Pianowork 2 by Ed Atkins.
It all adds up … Pianowork 2 by Ed Atkins. Photograph: Ed Atkins/Cabinet Gallery, London; dépendance, Brussels; Galerie Isabella Bortolozzi, Berlin and Gladstone Gallery, New York

Here he is again, talking to his mother on the phone. Their conversation is real enough, intimate and warm, though at odds with the slightly soiled, avuncular gameshow host appearance of the Ed Atkins projected before us (note the grubby spectacles, and the meaty hand that raises a glass that isn’t there to his lips). The scene is projected on to the exterior back wall of a cavernous and empty plywood box that fills most of the gallery. This guy’s an off-the-shelf digital stand-in for Atkins. Only his voice seems real. Another of the models for this scene, and for the entirely digital set (including the cigarette smouldering in an ashtray), is the famous last television interview with screenwriter and playwright Dennis Potter, recorded in 1994, two months before Potter’s death.

If we get snagged up on all the references and the details – the wall texts, the embroideries, the posters and the postcards, the live TV giving us the news on Sky (luckily it is streaming on mute), we’ll never get to the end of it. You could spend days in here, lingering, moving on, backtracking, getting cloistered among the racks of opera-house costumes. I keep trying to find the thread, then losing it again. Which is all part of the pleasure of Atkins’ work. He also has a great capacity to surprise, to enmesh us and keep us rooted, even on a tiny scrap of silent film, a sequence from Dimitri Kirsanoff’s 1926 Ménilmontant, that Atkins has had colourised and added Foley sound to, so that we can finally hear the old man in the film chewing on his bit of bread, and the sausage he is paring with his knife, wordlessly passing scraps to the young, starving mother who has found herself beside him on the park bench. What a tender, almost real moment this is. For all its artifice, it is like touching a wound.

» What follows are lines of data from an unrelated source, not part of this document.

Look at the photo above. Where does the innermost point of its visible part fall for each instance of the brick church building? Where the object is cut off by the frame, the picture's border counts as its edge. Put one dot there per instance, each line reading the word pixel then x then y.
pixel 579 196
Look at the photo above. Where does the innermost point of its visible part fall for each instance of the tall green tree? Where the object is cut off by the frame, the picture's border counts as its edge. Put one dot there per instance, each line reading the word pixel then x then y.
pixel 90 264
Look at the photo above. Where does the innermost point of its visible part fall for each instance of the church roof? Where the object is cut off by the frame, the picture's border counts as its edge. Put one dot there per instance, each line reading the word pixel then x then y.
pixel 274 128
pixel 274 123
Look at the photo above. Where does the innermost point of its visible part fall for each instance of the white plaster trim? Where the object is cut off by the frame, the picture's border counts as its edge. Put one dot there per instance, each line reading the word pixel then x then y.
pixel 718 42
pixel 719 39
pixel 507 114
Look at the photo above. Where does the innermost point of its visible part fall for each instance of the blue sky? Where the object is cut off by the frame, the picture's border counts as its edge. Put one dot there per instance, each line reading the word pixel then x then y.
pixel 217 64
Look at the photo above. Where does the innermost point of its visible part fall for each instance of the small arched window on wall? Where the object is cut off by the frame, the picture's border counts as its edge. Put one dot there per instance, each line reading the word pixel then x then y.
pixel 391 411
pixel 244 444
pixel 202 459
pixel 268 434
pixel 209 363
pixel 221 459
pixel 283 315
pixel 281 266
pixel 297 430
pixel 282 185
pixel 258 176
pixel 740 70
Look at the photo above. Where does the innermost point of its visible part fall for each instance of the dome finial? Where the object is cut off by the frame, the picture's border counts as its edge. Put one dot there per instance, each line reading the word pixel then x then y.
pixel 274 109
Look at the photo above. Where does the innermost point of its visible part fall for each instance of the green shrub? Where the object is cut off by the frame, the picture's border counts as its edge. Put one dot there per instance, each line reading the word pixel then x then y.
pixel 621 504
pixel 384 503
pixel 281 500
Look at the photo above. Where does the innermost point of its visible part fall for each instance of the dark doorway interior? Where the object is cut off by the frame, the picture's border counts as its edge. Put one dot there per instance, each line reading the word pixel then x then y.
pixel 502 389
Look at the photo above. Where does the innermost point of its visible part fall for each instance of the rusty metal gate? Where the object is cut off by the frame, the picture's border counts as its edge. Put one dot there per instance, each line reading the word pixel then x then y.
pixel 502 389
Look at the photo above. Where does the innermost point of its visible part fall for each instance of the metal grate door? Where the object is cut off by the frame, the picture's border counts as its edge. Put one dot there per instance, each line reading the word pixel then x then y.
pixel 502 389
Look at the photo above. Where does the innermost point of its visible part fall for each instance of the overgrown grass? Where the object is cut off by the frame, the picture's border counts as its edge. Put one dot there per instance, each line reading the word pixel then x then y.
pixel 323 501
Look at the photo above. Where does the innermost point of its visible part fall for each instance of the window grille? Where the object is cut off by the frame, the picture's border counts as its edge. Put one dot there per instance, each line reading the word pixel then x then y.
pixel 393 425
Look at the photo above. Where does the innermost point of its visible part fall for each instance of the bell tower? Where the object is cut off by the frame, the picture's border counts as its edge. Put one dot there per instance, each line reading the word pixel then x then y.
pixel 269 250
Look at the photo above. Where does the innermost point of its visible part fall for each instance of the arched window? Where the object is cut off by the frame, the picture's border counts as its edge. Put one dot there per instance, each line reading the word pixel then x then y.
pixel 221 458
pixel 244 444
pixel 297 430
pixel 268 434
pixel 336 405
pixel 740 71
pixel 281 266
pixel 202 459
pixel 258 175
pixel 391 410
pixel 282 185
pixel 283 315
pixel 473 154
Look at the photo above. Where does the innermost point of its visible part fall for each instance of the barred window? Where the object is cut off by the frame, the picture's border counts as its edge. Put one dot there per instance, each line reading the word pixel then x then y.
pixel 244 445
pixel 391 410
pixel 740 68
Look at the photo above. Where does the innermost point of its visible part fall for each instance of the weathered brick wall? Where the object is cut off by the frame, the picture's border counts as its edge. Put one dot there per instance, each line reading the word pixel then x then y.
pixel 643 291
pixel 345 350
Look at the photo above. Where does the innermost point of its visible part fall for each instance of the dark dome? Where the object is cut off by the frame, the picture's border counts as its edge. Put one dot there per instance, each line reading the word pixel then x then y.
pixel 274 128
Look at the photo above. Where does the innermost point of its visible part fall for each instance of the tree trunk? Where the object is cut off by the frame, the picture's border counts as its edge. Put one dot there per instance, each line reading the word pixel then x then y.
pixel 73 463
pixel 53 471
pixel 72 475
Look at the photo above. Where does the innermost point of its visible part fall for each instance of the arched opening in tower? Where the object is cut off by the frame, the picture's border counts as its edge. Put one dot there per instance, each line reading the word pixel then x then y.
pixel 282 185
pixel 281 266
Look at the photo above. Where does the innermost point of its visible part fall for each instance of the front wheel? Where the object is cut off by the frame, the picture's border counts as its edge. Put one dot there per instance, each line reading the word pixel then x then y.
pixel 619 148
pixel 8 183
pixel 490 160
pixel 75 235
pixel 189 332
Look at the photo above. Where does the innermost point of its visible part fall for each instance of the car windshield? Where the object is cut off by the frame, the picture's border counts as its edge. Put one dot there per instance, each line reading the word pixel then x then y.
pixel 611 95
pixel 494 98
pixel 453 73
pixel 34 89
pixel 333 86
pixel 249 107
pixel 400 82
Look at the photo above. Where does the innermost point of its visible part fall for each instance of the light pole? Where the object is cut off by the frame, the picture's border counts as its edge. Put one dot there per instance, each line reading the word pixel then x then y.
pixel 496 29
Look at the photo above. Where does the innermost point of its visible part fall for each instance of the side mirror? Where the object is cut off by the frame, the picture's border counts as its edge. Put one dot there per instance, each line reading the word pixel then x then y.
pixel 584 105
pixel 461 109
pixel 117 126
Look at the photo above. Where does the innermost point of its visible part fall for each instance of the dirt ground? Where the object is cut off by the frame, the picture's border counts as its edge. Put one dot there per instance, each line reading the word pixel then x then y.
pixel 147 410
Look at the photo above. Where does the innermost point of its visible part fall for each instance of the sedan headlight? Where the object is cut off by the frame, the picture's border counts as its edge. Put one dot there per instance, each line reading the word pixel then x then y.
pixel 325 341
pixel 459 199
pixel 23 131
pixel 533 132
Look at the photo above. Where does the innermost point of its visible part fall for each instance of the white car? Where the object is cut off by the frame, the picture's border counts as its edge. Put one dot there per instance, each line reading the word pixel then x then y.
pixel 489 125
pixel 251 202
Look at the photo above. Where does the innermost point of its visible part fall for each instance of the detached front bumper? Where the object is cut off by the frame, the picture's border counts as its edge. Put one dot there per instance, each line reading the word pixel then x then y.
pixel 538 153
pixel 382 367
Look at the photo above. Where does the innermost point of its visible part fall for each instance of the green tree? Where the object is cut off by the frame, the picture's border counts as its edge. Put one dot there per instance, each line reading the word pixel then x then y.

Children by Ed Atkins, 2020-ongoing.
Light to dark and back again … Children by Ed Atkins, 2020-ongoing. Photograph: Ed Atkins/Cabinet Gallery, London.

Coming towards the end of the exhibition, Atkins’ most recent work, made with writer Steven Zultanski, jettisons the use of digital beings entirely. The video Nurses Come and Go, But None for Me is over two hours long. Actors Toby Jones and Saskia Reeves play couple Peter and Claire. Claire ushers an audience of young people (these too may be actors) into a large, comfortable room where Peter reads Sick Notes, a diary kept by Atkins’s father, Philip, during the six months between his diagnosis with kidney cancer and his death in 2009. Enormously affecting, spirited, candid, a sometimes funny and frequently harrowing account of physical deterioration, Philip Atkins’ diary is leavened by his mental fortitude and stoicism. As we listen and watch, the camera drifts and alights too. Claire – whom I take as a surrogate for Atkins’ mother – sits apart, smoking in the corner. There’s Peter’s clumpy shoes, and his troubled expression as he turns the loose-leaf pages. The diary is upsetting for some members of the on-screen audience, and all the more affecting for being read aloud by Jones. Towards the end, following the text, his measured tones break into expletives and yelps and broken words. It is as if we have come to the limit of language.

Jones the actor, playing Peter, also fully inhabits the role of Philip. After the reading is finished Peter and Claire play a game devised by Ed Atkins’ young daughter Hollis Pinky. Peter has now adopted a further persona, and lies on the floor, and Claire, taking the role Ed Atkins used to play in this once-private game, first pretends to be an ambulance, then some sort of doctor, who attempts miracle, fantasy cures for imaginary ills, games of coping and resuscitation, of childhood fears being allayed through play. “When an actor breaks character during a scene, it’s known as corpsing. “I want everything I make to corpse,” writes the artist. Where is the real Ed Atkins? Where is the real anybody? We’re all corpsing all the time, for all the time we have.